Commercio al dettaglio su aree pubbliche

Mercati, fiere e mercatini degli hobbisti

Le presenti indicazioni si applicano alle attività di commercio al dettaglio su aree pubbliche che si possono considerare ordinarie per la loro frequenza di svolgimento, la cui regolamentazione è competenza dei Comuni, che devono:

  • assicurare, tenendo in considerazione la localizzazione, le caratteristiche degli specifici contesti urbani, logistici e ambientali, la maggiore o minore frequentazione dell’area mercatale, la riorganizzazione degli spazi, anche mediante segnaletica a terra, per consentire l’accesso in modo ordinato e, se del caso, contingentato, al fine di evitare assembramenti di persone e di assicurare il mantenimento di almeno 1 metro di separazione tra gli utenti, ad eccezione dei componenti dello stesso nucleo familiare o conviventi o per le persone che in base alle disposizioni vigenti non siano soggette al distanziamento interpersonale.
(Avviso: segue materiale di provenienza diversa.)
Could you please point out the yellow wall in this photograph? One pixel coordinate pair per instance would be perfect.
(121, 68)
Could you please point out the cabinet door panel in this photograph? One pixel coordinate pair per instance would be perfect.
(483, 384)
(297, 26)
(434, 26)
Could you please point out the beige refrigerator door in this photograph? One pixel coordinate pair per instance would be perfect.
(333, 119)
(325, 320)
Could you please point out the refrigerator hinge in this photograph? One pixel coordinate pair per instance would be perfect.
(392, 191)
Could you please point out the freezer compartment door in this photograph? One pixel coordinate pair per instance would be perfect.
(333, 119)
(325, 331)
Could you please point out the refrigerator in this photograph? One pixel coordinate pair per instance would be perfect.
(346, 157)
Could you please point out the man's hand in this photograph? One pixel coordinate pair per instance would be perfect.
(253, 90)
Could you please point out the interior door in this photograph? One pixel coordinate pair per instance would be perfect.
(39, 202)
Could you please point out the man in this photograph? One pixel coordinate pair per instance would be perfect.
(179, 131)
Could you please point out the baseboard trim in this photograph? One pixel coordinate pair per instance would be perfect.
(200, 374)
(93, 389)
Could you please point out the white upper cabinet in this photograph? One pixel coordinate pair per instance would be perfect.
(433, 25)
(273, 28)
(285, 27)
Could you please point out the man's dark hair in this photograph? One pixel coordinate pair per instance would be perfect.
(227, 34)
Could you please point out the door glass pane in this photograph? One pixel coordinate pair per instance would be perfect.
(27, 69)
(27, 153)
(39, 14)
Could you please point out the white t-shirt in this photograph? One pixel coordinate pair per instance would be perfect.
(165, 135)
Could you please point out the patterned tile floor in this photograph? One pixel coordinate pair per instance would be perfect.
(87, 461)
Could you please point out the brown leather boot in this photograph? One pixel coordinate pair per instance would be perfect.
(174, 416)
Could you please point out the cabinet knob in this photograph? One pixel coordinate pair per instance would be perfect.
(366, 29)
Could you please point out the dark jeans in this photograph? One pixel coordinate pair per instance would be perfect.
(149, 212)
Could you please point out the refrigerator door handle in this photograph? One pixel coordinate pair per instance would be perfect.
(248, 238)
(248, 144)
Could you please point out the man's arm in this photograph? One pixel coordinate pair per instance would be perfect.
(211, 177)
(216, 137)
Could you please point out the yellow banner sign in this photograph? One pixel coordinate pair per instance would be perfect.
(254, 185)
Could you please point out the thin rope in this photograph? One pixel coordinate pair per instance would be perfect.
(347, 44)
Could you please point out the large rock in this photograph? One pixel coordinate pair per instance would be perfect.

Detto aspetto afferisce alla responsabilità individuale;
  • verificare, mediante adeguati controlli, l’utilizzo di mascherine sia da parte degli operatori che da parte dei clienti, e la messa a disposizione, da parte degli operatori, di prodotti igienizzanti per le mani, in particolare accanto ai sistemi di pagamento;
  • assicurare un’adeguata informazione per garantire il distanziamento dei clienti in attesa di entrata: posizionamento all’accesso dei mercati di cartelli almeno in lingua italiana e inglese per informare la clientela sui corretti comportamenti;
  • assicurare maggiore distanziamento dei posteggi ed a tal fine, ove necessario e possibile, ampliamento dell’area mercatale;
  • individuare un’area di rispetto per ogni posteggio in cui limitare la concentrazione massima di clienti compresenti nel rispetto della distanza interpersonale di un metro.
  • Ove ne ricorra l’opportunità, i Comuni potranno altresì valutare di sospendere la vendita di beni usati.

Misure a carico del titolare di posteggio

  • Pulizia e disinfezione quotidiana delle attrezzature prima dell’avvio delle operazioni di mercato di vendita;
  • è obbligatorio l’uso delle mascherine, mentre l’uso dei guanti può essere sostituito da una igienizzazione frequente delle mani;
  • messa a disposizione della clientela di prodotti igienizzanti per l’igiene delle mani in ogni banco;
  • rispetto del distanziamento interpersonale di almeno un metro;
  • rispetto del distanziamento interpersonale di almeno un metro dagli altri operatori anche nelle operazioni di carico e scarico;
  • titolari e lavoratori non possono iniziare il turno di lavoro se la temperatura corporea è superiore a 37,5°C;
  • gli operatori devono raccomandare ai clienti di non permanere presso il banco/chiosco più del tempo necessario alla scelta e all’acquisto dei prodotti e di richiedere il supporto del personale per la ricerca dei prodotti, evitando di toccare la merce;
  • nel caso di acquisti con scelta in autonomia e manipolazione del prodotto da parte del cliente, dovrà essere resa obbligatoria la disinfezione delle mani prima della manipolazione della merce. In alternativa, dovranno essere messi a disposizione della clientela guanti monouso da utilizzare obbligatoriamente;
  • in caso di vendita di beni usati: pulizia e disinfezione dei capi di abbigliamento e delle calzature prima che siano poste in vendita;
  • se l’attività commerciale è svolta con chiosco, gli operatori devono delimitare lo spazio frontale di vendita per garantire il distanziamento interpersonale;
  • deve essere data informazione sulle misure di sicurezza dei lavoratori come da normativa vigente; deve, altresì, essere fornita informazione sulle norme di comportamento dei clienti.